Launching a spacecraft or satellite is incredibly expensive, with no possibility of recovery or repair. Therefore, you must have a test solution that can verify the spacecraft’s power management system on the ground before launch.
These test systems must be capable of accurately simulating the conditions faced in space. These systems must emulate the effects of varying operating conditions, including changes in light intensity, temperature, and shadow. The power testing instruments must be able to do this at multiple operating conditions and achieve consistent results.
The good news is that there is dedicated test equipment with these capabilities – purpose-built solar array simulators (SAS). In contrast to custom-built solutions, commercial SAS solutions offer the following advantages:
- Predictable delivery
- Enhanced reliability
- Published, verifiable specifications
- Easier calibration, maintenance, and repair
Problems with using a general-purpose programmable power supply
You may consider using a standard programmable power supply to test a satellite’s power system, but there are three key reasons why this is not a good solution.
General-purpose power supplies are designed to provide stable voltage levels under changing load conditions. These power supplies are not good SAS solutions because solar panels are current sources. A good SAS solution must be designed to function as a current source.
Solar output flexibility
Conventional power supplies have a rectangular operating locus and adjust voltage and current along this “curve.” In contrast, solar array panels have exponential shaped IV curves, and a SAS must be able to rapidly shift along a given curve or quickly transition to a different curve. This capability allows the SAS to accurately emulate changing irradiation levels and temperatures or the effects of spin, eclipse, and shadow.
Due to the fragile nature of satellites, conventional power supplies cannot meet the protection levels required to keep satellites from being damaged. Conventional power supplies do have built-in overvoltage protection and overcurrent protection.
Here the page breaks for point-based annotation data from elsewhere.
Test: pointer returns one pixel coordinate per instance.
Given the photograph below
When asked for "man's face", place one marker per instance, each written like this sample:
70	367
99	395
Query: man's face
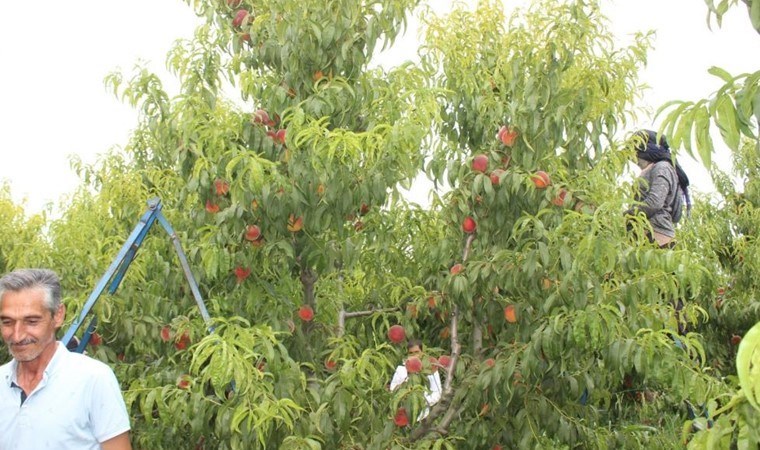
27	326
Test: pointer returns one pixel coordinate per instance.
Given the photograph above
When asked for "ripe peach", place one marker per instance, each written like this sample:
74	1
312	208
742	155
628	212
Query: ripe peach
306	313
480	163
469	225
510	314
396	334
541	179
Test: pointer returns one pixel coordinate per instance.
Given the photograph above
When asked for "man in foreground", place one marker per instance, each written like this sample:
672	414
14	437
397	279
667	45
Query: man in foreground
51	398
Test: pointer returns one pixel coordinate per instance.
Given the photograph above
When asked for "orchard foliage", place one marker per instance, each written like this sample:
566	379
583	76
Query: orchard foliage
734	110
280	163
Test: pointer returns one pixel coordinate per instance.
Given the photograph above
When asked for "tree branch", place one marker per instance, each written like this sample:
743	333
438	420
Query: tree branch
343	315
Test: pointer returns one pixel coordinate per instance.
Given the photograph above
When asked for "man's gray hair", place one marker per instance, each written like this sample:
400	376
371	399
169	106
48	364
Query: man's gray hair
23	279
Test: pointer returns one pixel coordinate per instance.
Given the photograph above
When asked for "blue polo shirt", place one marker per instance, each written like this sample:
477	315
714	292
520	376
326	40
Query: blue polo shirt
77	404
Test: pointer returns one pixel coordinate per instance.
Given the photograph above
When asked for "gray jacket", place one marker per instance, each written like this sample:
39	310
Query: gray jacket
660	197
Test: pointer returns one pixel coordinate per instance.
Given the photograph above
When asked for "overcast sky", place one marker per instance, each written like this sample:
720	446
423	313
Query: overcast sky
55	55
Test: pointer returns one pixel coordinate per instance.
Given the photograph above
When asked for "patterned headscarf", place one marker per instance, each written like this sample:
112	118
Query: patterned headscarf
650	148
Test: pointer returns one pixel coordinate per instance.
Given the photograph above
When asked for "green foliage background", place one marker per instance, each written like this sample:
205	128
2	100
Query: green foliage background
594	359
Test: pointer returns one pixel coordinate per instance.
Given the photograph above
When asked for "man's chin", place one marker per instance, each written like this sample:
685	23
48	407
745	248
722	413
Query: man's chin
25	355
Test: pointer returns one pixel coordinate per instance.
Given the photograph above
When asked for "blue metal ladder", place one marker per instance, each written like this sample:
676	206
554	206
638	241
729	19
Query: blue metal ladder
115	273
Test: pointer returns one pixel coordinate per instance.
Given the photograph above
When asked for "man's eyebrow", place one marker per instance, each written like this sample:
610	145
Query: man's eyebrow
31	316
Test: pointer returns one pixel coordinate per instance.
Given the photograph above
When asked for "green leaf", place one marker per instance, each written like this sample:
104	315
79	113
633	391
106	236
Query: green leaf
748	365
754	14
721	73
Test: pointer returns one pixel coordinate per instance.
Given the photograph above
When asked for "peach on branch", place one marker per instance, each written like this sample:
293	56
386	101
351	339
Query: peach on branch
480	163
507	135
510	313
306	313
541	179
221	187
252	233
211	207
469	225
241	273
396	334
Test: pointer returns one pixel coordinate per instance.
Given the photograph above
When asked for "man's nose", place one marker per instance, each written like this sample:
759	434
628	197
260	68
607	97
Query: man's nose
17	332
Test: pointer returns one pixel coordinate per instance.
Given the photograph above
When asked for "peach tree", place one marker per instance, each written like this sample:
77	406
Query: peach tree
280	162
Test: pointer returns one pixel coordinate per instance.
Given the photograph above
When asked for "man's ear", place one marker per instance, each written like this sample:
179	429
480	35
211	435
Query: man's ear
59	315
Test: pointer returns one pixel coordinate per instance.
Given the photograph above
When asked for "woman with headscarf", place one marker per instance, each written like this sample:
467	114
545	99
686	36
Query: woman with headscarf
663	187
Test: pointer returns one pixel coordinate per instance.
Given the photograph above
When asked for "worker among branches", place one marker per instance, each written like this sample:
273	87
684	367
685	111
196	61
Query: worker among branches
433	391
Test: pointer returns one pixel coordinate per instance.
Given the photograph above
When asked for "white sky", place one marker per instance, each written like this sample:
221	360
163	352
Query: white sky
55	55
These basic capabilities, unfortunately, are insufficient to limit transient current spikes or protect internal components against power dissipation.
Additional Requirements for an Optimal SAS Solution
In addition to the key requirements mentioned above, an optimal SAS solution must offer the following:
A wide array of output ratings
Critical specifications for a SAS solution include current, voltage, power, and shunt-switching speed. The wider the variety of choices, the easier it is to select the best combination of power levels and shunt speeds to meet the requirements of a specific satellite design.
Size and power density
Satellite arrays can be comprised of 48 PV segments or more. Therefore, SAS test equipment must have numerous outputs. This can result in SAS test systems filling up many slots in a test rack. Thus, power density is critical, especially when space is at a premium in a rack system.
A SAS is generally a component in a larger rack-based system. This makes configurability and serviceability critical considerations.
It is crucial to consider the ease of configuration for initial use. In a single-purpose system, modularity enables reuse in future systems. For multipurpose systems, dynamic reconfiguration helps ensure faster changeover. In either situation, interconnect features such as barrier-block coupled with relays simplify reconfiguration.
It should only take minutes to service instruments to limit downtime rather than hours or days. A modular SAS can help achieve this by allowing you to remove and replace individual power modules quickly. The barrier-block / relay interconnect scheme mentioned above simplifies self-test procedures by supporting rapid disconnection and reconnection.